JC - Uma frase sua ficou famosa nos anos 1990, início dos anos 2000, sobre a cidade, que ela não para, independentemente do que se fizer no planejamento. Isso continua valendo?
Burmeister - Sim, a cidade é absolutamente dinâmica. A cidade que amanhece não é a mesma que anoitece, nunca, ela nunca para, nunca se dá um tempo para, digamos, um período de descanso. Não, a cidade está permanentemente mudando. E por essas mudanças e necessidades, é um território de disputas. As diversidades que compõem a cidade querem se apropriar da sua parte nela, as pessoas querem se apropriar de sua parte. A questão do capital, por exemplo, a cidade para ele é um instrumento de ganho, se puder multiplicar um terreno por 10 vezes, está muito bom. Se puder multiplicar por 20, muito melhor. E tem outros interesses. Como somos uma sociedade muito desigual, tem partes da cidade que se qualificam e partes que perdem... Não é possível uma cidade como Porto Alegre ter o nível de saneamento básico que tem - e mesmo assim é alto comparando com o Brasil... Então, qual a cidade que está crescendo mais? A cidade formal, organizada, com equipamentos, ou aquela que vai ocupando as franjas das cidades, que a gente chama de periferia...
JC - Há grandes problemas nas periferias, mas a atenção maior ainda é para o Centro...

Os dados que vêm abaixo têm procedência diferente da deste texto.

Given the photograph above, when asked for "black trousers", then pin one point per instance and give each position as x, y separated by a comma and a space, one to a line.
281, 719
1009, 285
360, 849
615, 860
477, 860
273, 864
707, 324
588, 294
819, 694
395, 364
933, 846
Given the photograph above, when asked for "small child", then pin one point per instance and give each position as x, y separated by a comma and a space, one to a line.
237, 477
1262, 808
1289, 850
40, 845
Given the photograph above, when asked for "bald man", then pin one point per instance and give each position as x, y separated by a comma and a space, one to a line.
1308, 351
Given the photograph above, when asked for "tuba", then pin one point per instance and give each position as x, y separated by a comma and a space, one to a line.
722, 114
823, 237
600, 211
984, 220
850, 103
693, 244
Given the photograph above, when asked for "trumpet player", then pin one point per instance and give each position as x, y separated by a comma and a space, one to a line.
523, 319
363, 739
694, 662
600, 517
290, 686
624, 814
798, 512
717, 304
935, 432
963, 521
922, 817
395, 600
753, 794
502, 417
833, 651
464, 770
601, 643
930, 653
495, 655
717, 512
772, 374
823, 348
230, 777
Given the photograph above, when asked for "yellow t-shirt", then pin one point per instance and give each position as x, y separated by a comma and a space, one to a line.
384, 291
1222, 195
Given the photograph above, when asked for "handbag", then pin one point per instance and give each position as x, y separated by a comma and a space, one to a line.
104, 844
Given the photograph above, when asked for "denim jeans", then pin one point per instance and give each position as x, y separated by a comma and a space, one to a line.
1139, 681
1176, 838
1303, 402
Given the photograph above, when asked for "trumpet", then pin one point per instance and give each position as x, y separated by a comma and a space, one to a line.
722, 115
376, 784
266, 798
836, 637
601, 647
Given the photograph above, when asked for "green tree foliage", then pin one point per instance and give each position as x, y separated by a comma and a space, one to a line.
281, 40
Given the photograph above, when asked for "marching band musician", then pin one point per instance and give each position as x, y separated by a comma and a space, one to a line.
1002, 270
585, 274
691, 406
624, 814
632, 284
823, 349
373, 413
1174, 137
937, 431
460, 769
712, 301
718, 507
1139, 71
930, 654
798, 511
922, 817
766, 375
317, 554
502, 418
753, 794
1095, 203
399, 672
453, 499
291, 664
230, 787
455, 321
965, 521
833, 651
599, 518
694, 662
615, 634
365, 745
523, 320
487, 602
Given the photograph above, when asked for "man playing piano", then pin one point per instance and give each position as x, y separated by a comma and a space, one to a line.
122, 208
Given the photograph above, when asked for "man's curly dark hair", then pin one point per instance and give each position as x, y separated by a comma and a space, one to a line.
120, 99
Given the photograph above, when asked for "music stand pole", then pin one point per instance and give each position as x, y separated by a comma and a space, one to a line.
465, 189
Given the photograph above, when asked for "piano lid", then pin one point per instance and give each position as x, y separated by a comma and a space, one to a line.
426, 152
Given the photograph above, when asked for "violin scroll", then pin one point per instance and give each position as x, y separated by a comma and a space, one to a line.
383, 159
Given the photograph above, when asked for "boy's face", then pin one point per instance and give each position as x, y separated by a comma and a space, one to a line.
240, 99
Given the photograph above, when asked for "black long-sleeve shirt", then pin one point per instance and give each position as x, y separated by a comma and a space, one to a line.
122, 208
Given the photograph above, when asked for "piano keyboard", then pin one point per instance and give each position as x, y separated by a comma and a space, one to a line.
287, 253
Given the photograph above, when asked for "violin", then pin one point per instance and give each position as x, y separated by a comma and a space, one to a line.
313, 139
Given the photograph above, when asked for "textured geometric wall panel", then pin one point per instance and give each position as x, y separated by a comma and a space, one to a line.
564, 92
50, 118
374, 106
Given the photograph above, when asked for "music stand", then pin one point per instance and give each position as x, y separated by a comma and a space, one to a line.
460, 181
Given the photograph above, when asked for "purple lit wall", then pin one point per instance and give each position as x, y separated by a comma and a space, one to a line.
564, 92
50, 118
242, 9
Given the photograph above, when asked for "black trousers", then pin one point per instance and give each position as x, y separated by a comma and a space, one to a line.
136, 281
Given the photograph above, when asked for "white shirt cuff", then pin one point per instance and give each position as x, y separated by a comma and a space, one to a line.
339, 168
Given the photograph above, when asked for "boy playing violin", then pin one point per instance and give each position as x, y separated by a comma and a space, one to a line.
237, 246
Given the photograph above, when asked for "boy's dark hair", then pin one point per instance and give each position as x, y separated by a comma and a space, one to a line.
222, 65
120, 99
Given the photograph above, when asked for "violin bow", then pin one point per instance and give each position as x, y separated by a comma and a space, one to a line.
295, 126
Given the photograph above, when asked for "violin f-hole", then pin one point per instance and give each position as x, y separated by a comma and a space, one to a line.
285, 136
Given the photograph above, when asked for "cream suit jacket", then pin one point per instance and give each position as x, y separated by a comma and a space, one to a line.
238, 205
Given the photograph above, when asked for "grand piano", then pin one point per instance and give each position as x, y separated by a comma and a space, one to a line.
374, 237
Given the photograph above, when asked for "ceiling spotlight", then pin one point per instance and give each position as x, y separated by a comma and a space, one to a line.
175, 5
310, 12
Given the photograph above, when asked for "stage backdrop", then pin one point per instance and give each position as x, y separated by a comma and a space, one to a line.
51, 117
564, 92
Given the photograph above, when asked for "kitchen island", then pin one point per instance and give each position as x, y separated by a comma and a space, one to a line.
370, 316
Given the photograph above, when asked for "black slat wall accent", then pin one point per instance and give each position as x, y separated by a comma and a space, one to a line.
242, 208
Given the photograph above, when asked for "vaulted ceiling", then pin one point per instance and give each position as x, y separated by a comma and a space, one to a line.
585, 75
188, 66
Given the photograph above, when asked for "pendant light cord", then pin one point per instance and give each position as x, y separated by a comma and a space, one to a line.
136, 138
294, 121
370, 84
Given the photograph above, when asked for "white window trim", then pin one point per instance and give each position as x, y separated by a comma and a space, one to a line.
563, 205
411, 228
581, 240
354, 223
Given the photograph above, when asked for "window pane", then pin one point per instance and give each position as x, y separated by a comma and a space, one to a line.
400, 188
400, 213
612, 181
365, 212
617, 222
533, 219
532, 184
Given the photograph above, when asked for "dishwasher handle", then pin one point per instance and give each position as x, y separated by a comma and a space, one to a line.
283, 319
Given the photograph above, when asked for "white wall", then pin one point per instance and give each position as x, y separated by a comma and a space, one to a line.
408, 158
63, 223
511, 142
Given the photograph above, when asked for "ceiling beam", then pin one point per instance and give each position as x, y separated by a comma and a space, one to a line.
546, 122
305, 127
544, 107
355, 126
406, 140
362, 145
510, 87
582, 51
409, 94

Burmeister - Os Centros têm nas referências das cidades praticamente a sua identidade. Essa situação começa a se diluir na medida em que a cidade vai crescendo e essas regionalidades de centralização vão se modificando. Veja o que está acontecendo na área do Iguatemi, é a cidade do século XXI que está sendo feita, Parque Germânia, lançamentos (imobiliários)... Mas a estrutura viária permanece a mesma, só se modifica na parte que é urbanizada nova. Na parte antiga, a (avenida) João Wallig é a mesma de 50 anos atrás. Então, essa situação de necessidades, à medida que vai se afastando do Centro, vai ampliando, porque a velocidade de crescimento e a velocidade de investimento são diferenciadas, (a cidade) cresce mais do que se investe. A periferia é sempre muito castigada, e o Centro sempre está a requerer manutenção que lhe mantenha a identidade urbana. São circunstâncias que se dissipam à medida que se faz do território o objeto do planejamento como um todo. E na medida em que se subdivide nas regiões de gestão de planejamento, como é o Plano Diretor (de Porto Alegre), as pessoas têm melhores condições de participar, entendendo seu território.